In various embodiments, the functional groups on the residues of the functionalized propylene oxide monomer include, but are not limited to, alkyne groups, propargyl groups, alkenes groups, hydroxyl groups, ketone groups, thiol groups, halide groups, nitrobenzyl groups, or functional groups such as Halide groups, nitrobenzyl groups, or groups that can be easily converted to hydroxyl groups. The use of monomer functionalization methods has been found to increase the amount of functional groups available compared to unique end group functionalization even using less functional groups that withstand the process. In addition, it has been found that the monomers of the PPF polymers of the present invention have no significant effect on the desired mechanical, thermal, deterioration, and / or toxic properties of the polymers at the molecular weights disclosed and discussed herein.
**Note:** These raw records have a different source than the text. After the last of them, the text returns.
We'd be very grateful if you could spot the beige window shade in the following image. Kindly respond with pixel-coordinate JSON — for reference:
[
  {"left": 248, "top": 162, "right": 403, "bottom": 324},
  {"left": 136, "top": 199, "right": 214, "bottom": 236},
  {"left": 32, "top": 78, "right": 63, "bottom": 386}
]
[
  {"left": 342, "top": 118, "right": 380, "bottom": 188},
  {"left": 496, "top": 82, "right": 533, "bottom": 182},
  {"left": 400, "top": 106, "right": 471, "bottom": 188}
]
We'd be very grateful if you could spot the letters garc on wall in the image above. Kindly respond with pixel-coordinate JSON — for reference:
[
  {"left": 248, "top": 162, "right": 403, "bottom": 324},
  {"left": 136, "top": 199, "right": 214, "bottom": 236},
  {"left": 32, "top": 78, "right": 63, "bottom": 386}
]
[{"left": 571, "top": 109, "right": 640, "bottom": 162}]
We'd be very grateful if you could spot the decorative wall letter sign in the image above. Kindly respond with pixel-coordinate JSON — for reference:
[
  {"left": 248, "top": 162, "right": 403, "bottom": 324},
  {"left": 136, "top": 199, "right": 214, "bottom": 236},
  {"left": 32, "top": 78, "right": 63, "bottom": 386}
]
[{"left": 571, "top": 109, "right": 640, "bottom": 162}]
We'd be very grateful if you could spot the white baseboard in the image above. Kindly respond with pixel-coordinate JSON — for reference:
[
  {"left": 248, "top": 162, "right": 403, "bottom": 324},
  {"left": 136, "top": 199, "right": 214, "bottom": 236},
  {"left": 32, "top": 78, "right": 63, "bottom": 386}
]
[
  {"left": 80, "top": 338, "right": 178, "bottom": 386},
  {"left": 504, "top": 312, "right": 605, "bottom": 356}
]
In various embodiments, the functionalized propylene oxide monomer residues of the novel functionalized PPF polymers of the invention may be introduced into a "click" reaction with a bioactive compound functionalized with or with a functional group corresponding to the click reaction. It will contain functional groups that can be used. For example, in one or more of these embodiments, the functional group on the functionalized propylene oxide can be an alkyne group, alkene group, hydroxyl group, ketone group, thiol group, or a group that can be readily converted to such functional group. In some embodiments, the functionalized propylene oxide can be (±) -epichlorohydrin. In one or more embodiments, the functionalized propylene oxide can be an alkyne functionalized propylene oxide. In some embodiments, the novel functionalized PPF polymers of the invention comprise residues of glycidyl propargyl ether.

In some of these embodiments, the novel functionalized PPF polymers of the invention comprise residues of 2-[[(2-nitrophenyl) methoxy] methyl] oxirane (NMMO). In these embodiments, it is to be understood that the nitrobenzyl group on the NMMO is a UV sensitive protecting group, which can be easily replaced by hydroxyl groups upon exposure to certain UV wavelengths. In some other embodiments, the novel functionalized PPF polymers of the invention comprise residues of halide functionalized propylene oxide. In some of these embodiments, the novel functionalized PPF polymers of the invention comprise residues of (±) -epichlorohydrin. In these embodiments, it is to be understood that the halide group on the (±) -epichlorohydrin is a protecting group, which is then replaced by any suitable nucleophile. Suitable nucleophiles can include, but are not limited to, amines, alcohols, thiols and hydroxylamines.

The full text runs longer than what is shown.